Highpoint was one of the first companies to offer capable and flexible storage controllers for mainstream markets. These components found their way onto enthusiast class motherboards, which had lacked storage features until a few years ago. Or, they were sold on controller cards to enable professional RAID capabilities at an affordable cost. However, the consolidation of the storage market resulted in ample availability of storage connectivity, from Serial ATA (SATA) for the mainstream to Serial Attached SCSI (SAS) for servers and workstations. Storage vendors such as Highpoint now focus on offering a better value for business customers than the more entrenched companies like Adaptec. We analyze two entry-level SAS RAID controllers to see how they compared.
RAID Controller Options
It has become tough for storage vendors to come up with controller or host bus adapters that can offer significantly better features than those of existing products. Host-based RAID controllers such as the RAIDCore controllers offer maximum flexibility, but they depend on the performance of their host systems. The software layer called VST Pro has been available for use with 3rd party storage controller such as Intel on-board controllers for a while. Most mainstream on-board RAID solutions are considered host-based RAID as well, by the way. Software RAID, which is entirely executed on a host operating system, is not always the best choice, as the storage array’s performance depends on its host.

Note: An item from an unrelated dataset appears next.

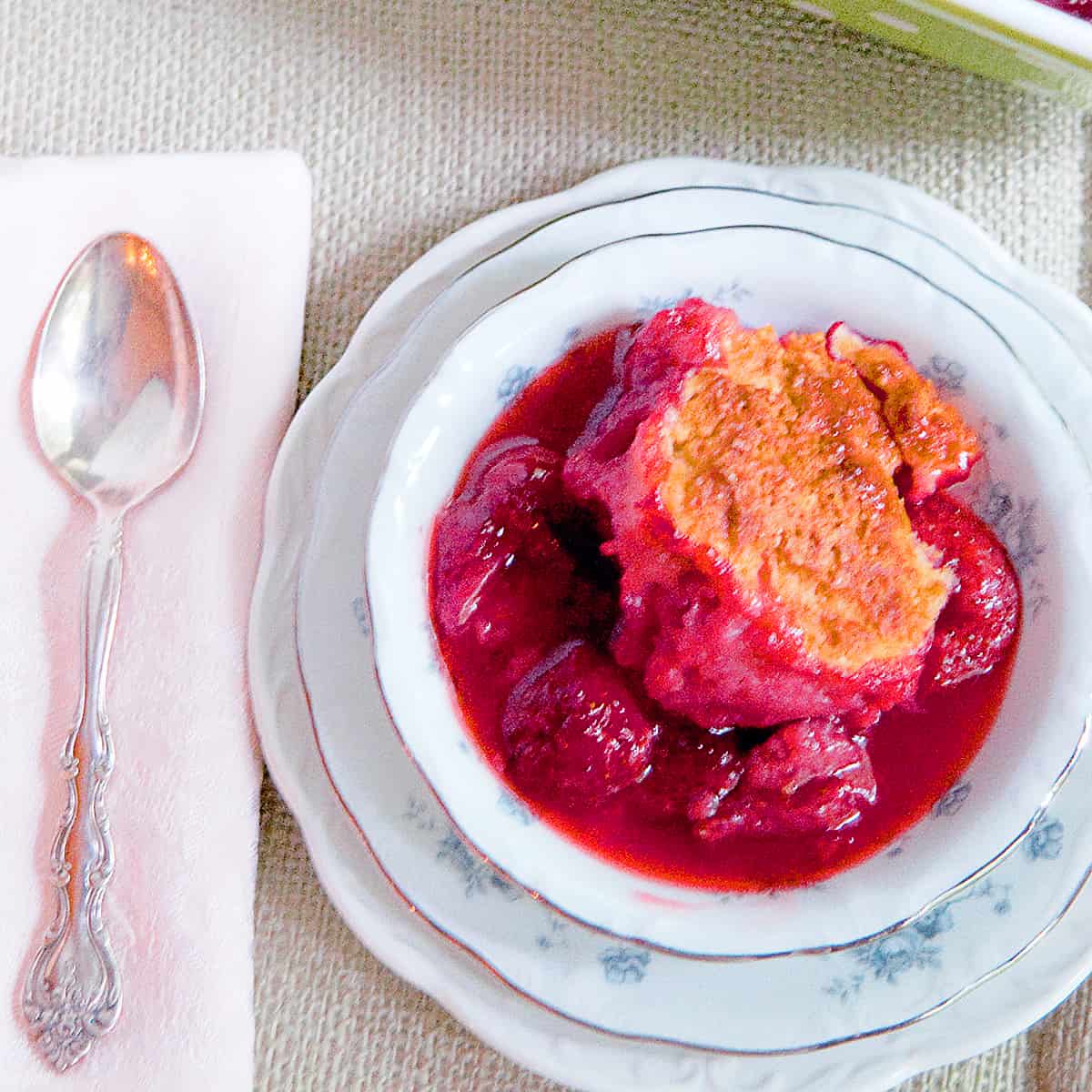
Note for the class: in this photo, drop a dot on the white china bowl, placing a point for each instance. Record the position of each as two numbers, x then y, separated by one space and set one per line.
994 359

Many people consider hardware-assisted RAID controllers the only real option if you take your storage seriously. So-called hardware RAID utilizes a dedicated controller card, which often comes with its own firmware and management tools, an accelerator chip for parity operation (XOR engine) and a dedicated cache memory. These controllers work on most operating systems (with drivers required), but they don’t require a lot of resources, unlike the solutions mentioned above.
Is Budget RAID Good Enough?
Highpoint has been coming up with all sorts of unusual solutions, from small form factor host adapters (the Rocket RAID 2680 is only 3. 3 inches long) or SAS RAID controllers at SATA pricing. We decided to have a look at the Rocket RAID 2640X4, which is a sub-$150 4-port SAS controller with standard RAID capabilities for the PCI Express bus. Can it beat Adaptec’s entry-level 4-port SAS model RAID 5405, which costs roughly $350?